What is one to do with these apparent
contradictions?
Or are they contradictions at all?
I once heard this quote by a 20th Century Jewish-American
writer and literary critic named Alfred Kazin that I found very useful:
Man’s life is full of
contradiction and he must be; we see through a glass darkly- we want more than
we can have; we see more than we can understand. But a contradiction that is
faced leads to true knowledge.
For me, the latter quotation is a Middle Path in this balancing
act of accountability versus blind faith of wise people (or
contempt toward the villains) who by all biological authority, are still oh-so-human.
Once I’ve clarified that individuals like Dr. King, Mother Teresa and
other great spiritual figures were people (not one-dimensional
archetypes), then I can view their lives as a series of unfolding moments
(and mistakes), that they had a choice to grow from and awaken or remain
stagnant.
On a much smaller scale, last year I read a comments section on an NPR
radio show website regarding an interview with author Elizabeth Gilbert
about her newest book Big Magic.
As you recall, this is the same author of the very famous 2006 book Eat, Pray, Love.

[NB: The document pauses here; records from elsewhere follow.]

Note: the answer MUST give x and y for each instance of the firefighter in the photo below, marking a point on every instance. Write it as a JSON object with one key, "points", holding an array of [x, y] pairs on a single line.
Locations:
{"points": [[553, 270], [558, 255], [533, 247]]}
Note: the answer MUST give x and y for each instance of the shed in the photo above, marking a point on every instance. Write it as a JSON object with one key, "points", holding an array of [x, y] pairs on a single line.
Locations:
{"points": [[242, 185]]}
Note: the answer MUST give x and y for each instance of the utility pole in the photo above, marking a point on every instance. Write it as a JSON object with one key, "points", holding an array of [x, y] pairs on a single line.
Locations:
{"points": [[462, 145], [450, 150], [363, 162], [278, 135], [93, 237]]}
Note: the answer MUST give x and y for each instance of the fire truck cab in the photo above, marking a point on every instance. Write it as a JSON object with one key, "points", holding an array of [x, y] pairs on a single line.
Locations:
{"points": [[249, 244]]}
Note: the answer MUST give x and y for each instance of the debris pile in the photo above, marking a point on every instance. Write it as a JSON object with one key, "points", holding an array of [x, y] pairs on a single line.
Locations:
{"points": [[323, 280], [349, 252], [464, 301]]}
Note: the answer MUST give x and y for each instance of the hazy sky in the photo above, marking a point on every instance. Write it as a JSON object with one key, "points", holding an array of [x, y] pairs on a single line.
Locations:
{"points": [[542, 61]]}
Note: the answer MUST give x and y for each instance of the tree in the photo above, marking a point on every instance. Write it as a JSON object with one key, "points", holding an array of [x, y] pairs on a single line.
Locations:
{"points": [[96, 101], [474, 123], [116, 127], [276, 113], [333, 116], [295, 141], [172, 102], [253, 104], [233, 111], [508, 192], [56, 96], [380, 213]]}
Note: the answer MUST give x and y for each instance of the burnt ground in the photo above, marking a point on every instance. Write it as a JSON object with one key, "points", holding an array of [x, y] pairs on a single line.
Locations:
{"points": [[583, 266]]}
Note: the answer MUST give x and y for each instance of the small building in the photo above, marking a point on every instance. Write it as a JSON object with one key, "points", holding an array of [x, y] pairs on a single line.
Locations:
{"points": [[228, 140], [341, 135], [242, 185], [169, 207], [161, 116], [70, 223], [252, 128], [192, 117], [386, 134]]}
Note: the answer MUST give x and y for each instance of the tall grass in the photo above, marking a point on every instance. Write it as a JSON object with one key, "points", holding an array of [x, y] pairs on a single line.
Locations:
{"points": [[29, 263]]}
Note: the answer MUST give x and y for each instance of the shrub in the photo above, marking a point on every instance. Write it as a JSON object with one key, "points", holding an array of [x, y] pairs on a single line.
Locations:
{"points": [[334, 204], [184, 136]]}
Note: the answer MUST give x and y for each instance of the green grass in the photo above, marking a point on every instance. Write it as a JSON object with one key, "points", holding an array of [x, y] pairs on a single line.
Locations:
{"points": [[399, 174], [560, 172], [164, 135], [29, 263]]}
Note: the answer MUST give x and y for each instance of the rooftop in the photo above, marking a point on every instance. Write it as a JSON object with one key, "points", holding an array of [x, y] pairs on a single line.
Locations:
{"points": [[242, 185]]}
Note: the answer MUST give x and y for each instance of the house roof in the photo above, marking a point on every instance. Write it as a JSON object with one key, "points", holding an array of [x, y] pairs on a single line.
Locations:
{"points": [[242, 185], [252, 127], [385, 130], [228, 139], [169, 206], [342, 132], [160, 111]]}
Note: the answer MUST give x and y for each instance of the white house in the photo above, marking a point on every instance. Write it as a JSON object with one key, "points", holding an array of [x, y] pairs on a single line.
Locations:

On the website, among many other reflections of a different opinion, one
person wrote:
I was disappointed to see that On Being interviewed Elizabeth
Gilbert. Her behavior struck me as extremely narcissistic when I was only a
couple chapters in to Eat Pray Love,
and Gilbert's disturbing article about being a serial cheater only confirmed
that impression: She has repeatedly ‘chosen curiosity over fear’ for
her own benefit at the expense of others, which goes against the whole spirit
of On Being.
The article
this listener was referring too was also in The New York Times, and it was called “Confessions of a Seduction Addict” (6/24/15).
The
interesting thing is, Ms. Gilbert’s article in The Times ended with this sentence:
I walked away alone but calm. And that’s when I realized that
the better part of my life had already begun.
It would
seem, after a period of engaging in a conditioned habit, Ms. Gilbert then
came to a cross- roads where she chose
a different path.
Haven’t we
all done that at some point?
I think as
long as we hold Ms. Gilbert, or any other person in our private or public
lives, as a person, not an archetype (e.g. victim or villain, sage or caretaker),
then we may actually find narratives about someone’s rocky awakening to
be not only compelling, but also hopeful.
Because if
we expect ourselves or others to be perfect in this spiritual journey, then we
might as well give up right now; that is just not realistic.
But, if we can let
humans be humans (including our U.S. President-Elect) with an
expectation of accountability and growing wisdom over time, then perhaps
our need for archetypes (both heroes and villains) can be left to the likes of those
mythical stories and G-rated Disney movies.